Они, я заметил, переглянулись и приободрились.

– Именно так, – выговорил наконец Лусиано Пандо с горечью и сожалением. – Вначале мы не придавали этому никакого значения. Думали, тут просто оплошность, пустяки, могущие случиться с каждым. Тем более с человеком, который трудится от зари до зари.

– Но что же все-таки происходит с Педро Камачо? – прервал я дона Лусиано. – Я ничего не понимаю.

– Дело в радиопостановках, молодой человек, – пробормотала Хосефина Санчес, будто совершая святотатство. – С каждым разом они становятся все более странными.

– Мы все – актеры и технический персонал – только и делаем, что дежурим у телефона «Радио Сентраль» и отвечаем на жалобы радиослушателей, – продолжил разговор Батан. Волосы его блестели и топорщились, как иглы дикобраза, будто он полил их бриллиантином; как всегда, на Батане был комбинезон грузчика, башмаки без шнурков, и казалось, он вот-вот заплачет. – Мы делаем все, чтобы отец и сын Хенаро не уволили его.

– Вы сами прекрасно знаете, Педро Камачо ничего не боится и живет с блохой в кармане и вошью на аркане, – добавил Лусиано Пандо. – Но что будет, если его выгонят? Он же умрет с голоду!

– А что станется с нами? – воскликнула горячо Хосефина Санчес. – Что станется с нами без него?

Перебивая друг друга, они подробно и обо всем мне рассказали. Несоответствие в текстах (или, как выразился Лусиано Пандо, «попадание пальцем в небо») впервые было замечено около двух месяцев назад, но вначале незначительное, и на него могли обратить внимание только актеры. Они ни слова не сказали Педро Камачо, ибо никто не осмелился этого сделать, зная его характер. Кроме того, первое время они думали, что несогласованности допущены намеренно, с целью запутать слушателя. Однако за последние три недели дело серьезно осложнилось.
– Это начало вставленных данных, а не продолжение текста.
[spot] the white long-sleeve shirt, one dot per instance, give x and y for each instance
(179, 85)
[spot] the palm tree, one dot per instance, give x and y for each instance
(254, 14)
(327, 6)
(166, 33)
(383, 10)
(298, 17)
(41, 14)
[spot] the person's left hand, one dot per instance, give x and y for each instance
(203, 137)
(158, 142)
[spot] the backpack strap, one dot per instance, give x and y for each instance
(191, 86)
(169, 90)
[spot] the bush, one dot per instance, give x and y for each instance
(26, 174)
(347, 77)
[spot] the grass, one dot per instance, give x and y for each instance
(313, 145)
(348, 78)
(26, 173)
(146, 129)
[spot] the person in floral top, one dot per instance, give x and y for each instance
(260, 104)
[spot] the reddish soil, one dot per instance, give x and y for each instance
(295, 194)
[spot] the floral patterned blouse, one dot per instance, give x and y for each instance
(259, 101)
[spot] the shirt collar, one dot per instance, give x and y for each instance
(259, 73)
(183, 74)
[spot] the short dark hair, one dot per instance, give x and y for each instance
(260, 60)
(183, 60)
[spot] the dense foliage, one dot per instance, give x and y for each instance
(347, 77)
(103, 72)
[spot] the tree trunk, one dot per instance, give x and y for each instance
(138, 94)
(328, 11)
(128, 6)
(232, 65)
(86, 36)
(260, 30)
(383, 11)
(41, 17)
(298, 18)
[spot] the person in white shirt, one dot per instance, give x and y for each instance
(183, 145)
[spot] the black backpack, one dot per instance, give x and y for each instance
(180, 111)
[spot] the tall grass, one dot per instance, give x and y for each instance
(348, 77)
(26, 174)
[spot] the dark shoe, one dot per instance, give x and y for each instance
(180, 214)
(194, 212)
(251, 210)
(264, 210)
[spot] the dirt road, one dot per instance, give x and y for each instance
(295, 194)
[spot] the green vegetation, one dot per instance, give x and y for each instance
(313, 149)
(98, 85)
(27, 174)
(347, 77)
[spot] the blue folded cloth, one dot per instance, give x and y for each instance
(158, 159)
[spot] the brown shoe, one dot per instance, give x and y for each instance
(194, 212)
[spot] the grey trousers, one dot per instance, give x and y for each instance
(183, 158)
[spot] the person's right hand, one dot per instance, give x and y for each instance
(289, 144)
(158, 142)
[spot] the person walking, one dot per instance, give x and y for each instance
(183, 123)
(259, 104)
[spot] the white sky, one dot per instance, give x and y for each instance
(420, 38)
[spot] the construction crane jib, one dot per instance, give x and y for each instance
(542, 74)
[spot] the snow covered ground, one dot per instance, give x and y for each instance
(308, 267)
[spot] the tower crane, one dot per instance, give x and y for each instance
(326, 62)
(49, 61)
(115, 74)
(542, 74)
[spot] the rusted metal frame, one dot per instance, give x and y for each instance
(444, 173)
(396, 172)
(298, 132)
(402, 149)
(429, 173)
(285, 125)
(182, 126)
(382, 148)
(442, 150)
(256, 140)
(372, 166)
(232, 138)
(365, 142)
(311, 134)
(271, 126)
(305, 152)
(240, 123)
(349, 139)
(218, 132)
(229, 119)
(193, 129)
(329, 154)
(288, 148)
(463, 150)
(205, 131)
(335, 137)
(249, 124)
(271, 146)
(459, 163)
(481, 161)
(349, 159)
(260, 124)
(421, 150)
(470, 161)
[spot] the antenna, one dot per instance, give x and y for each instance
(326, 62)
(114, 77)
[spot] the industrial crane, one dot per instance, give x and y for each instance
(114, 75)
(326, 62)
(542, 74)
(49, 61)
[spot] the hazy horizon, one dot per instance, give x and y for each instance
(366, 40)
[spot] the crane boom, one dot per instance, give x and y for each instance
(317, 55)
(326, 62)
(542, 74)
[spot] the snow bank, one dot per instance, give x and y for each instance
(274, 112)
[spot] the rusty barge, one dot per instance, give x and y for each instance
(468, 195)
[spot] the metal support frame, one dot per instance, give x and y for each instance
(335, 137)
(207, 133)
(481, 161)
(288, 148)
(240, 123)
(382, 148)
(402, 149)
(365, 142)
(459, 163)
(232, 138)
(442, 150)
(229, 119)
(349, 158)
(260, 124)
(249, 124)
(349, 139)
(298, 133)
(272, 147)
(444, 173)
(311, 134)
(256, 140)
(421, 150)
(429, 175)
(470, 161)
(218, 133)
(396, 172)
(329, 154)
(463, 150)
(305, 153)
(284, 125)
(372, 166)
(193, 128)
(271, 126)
– Вся беда в том, молодой человек, что в радиопьесах ужасная мешанина, – сказала опустошенно Хосефина Санчес. – Герои перепутаны так, что мы и сами не может разобраться, кто откуда.

– Например, в утренних радиопередачах Иполито Литума всегда был сержантом, грозой всех преступников в Кальяо, – напомнил изменившимся голосом Лусиано Пандо. – Но вот уже три дня, как он вдруг стал судьей, это в передаче, которая транслируется в четыре часа дня. А судью прежде звали Педро Барреда. Вот вам пример.

– А теперь дон Педро Барреда уже собирается охотиться за крысами, потому что эти твари съели его дочку. – Глаза Хосефины Санчес налились слезами. – А девочку съели вовсе не у него, а у дона Федерико Тельеса Унсатеги.

– Представляете, что мы переживаем во время передач, – пробормотал Батан. – Говорим и записываем какую-то ересь.

– И нет никакой возможности выправить все эти несообразности, – прошептала Хосефина Санчес. – Вы сами видели, как сеньор Камачо контролирует запись. Он не разрешит, чтобы переставили хотя бы запятую. А если кто не слушает его, он впадает в дикую ярость.

– Он устал, этим все объясняется, – сказал, задумчиво покачивая головой, Лусиано Пандо. – Невозможно работать по двадцать часов в день, и чтобы голова не пошла кругом. Сеньору Камачо необходим отдых, чтобы он снова стал прежним.

– У вас хорошие отношения с обоими Хенаро, – подала мысль Хосефина Санчес. – Не смогли бы вы поговорить с ними? Скажите им только, что сеньор Камачо устал, пусть дадут ему пару недель на восстановление сил.

– Самое трудное убедить его самого, – продолжал Лусиано Пандо. – Но дальше так продолжаться не может. Кончится тем, что его рассчитают.

– На радио постоянно звонят, – сказал Батан, – приходится выкручиваться, чтобы сбить с толку слушателей. А недавно в газете «Кроника» появилась заметка.

Я не сообщил им, что Хенаро-отец уже осведомлен о заметке и просил меня переговорить по этому поводу с Педро Камачо. Мы договорились с артистами, что я прозондирую почву у Хенаро-сына, и в зависимости от того, какова будет его реакция, мы решим, следует ли им самим идти к хозяину и вступиться за боливийского писаку. Я поблагодарил всех троих за оказанное мне доверие и попытался как-то ободрить их. Хенаро-сын был более современным и понимающим человеком, чем Хенаро-отец, скорее всего именно его можно уговорить предоставить Камачо отпуск. Мы продолжали разговаривать, а я в это время выключил свет и закрывал свою конуру. На улице Белен мы пожали друг другу руки. Я видел, как они растворились в пустынной улице за сеткой дождя – неказистые, жалкие, но с поистине благородным и щедрым сердцем.